In this data, there are 200 customers whose income is not greater than 1.2 times their loan instalment. 150 of these customers defaulted i.e. 75% of the population. Based on this, it is clear that if a customer’s income is not greater than 1.2 times the instalment amount they have to pay, they are likely to default on the loan. The bank can reject such loan applications in the future to reduce its default rate.
Decision tree algorithms
The most crucial step in creating a decision tree is to identify the right split i.e. the right question to ask at each stage. Most algorithms look at all possible split options and calculate the most effective option using one of the many methods commonly used. The split will result in 2 or more child nodes from the parent node. The same process is repeated at each child node. All possible options are evaluated to identify the best split as per a pre-set criterion.

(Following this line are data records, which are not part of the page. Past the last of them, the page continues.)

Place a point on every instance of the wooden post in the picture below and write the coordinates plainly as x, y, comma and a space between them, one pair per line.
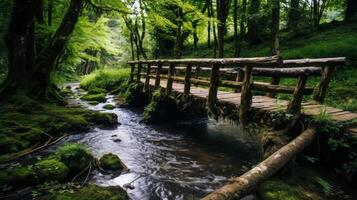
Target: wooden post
274, 81
187, 80
170, 75
147, 78
294, 106
158, 74
239, 78
326, 75
197, 72
246, 95
214, 83
132, 68
138, 75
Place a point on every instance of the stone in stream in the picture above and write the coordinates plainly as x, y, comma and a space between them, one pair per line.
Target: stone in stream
111, 162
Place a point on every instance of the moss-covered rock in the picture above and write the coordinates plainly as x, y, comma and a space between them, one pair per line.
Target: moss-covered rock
111, 162
75, 156
95, 97
17, 176
51, 169
109, 106
89, 192
106, 119
95, 90
278, 190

Although there are many decision tree algorithms, they basically work on 2 principles. One kind works on increasing the purity of the resulting nodes while the other works on ensuring maximum statistically significant difference from the parent node. The 3 most commonly used methods are Gini, Chi-square and Information gain. If the target variable is continuous for example of something happening probability (0 to 1) or income etc we use the reduction in variance test or the F test.
Applying decision trees to Business
Because of their graphical structure, decision trees are easy to understand and explain. Hence, this technique is very popular in business analytics. Because of this clarity they also allow for more complex profit and ROI models to be added easily in on top of the predictive model. .

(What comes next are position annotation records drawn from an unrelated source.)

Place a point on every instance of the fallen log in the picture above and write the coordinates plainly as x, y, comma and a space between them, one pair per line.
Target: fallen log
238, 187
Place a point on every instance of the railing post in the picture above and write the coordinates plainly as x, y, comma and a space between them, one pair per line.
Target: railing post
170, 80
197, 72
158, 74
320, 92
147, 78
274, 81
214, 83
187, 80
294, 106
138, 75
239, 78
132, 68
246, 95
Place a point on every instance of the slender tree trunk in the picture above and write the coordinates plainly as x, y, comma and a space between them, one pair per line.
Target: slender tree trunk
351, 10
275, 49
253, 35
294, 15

Because of their high level of automation and the ease of translating decision tree models into SQL for deployment in relational databases the technology has also proven to be easy to integrate with existing IT processes, requiring little pre-processing and cleansing of the data.
Apart from predictive modelling, decision trees are useful in other ways too. During the data exploration stage of a project decision trees are a quickly and effective way of understanding impact of various variables as well identifying the important variables. A real life business ituation could involve thousands of variables and decision trees are a quick and easy way of reducing this to a more manageable number.

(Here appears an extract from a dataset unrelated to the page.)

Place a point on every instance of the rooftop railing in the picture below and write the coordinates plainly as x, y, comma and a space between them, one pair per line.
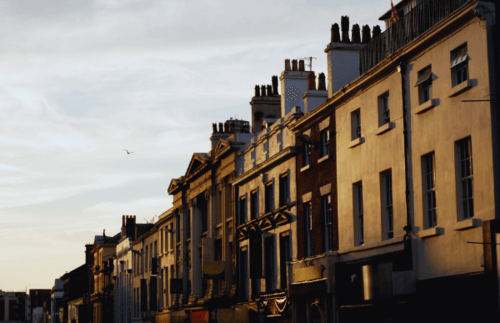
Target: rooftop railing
409, 27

Decision trees are also very useful in understanding variable interactions. Sometimes two or more variables could combine to become powerful. For example, the target market for Yamaha motorcycles will be males between a certain age group and income band. Just the income or the gender or age may not be as powerful in segmenting this market.
Trees can be used to impute missing values. Sometimes trees can help interpret model results that could otherwise be difficult to understand. For example a neural net may generate output that can’t be interpreted easily. Applying decision trees using the prediction of neural net as the target variable can generate rules that provide broad understanding of the neural net model.
Features of a good decision tree
A good decision tree follows Occam’s razor. It delivers a high level of accuracy using as few variables as possible. A good tree is easy to visualize and interpret. Finally, like all models, it should make intuitive sense.
When to use decision trees
Decision trees are the technique of choice when the problem is binary (0/1, yes/no). It is not the first choice for estimating continuous values. It is widely used in business especially in situations where the interpretation of results is more important than the accuracy. Use decision trees when time is of essence.Finally, whenever available, use decision trees for initial data exploration in any project.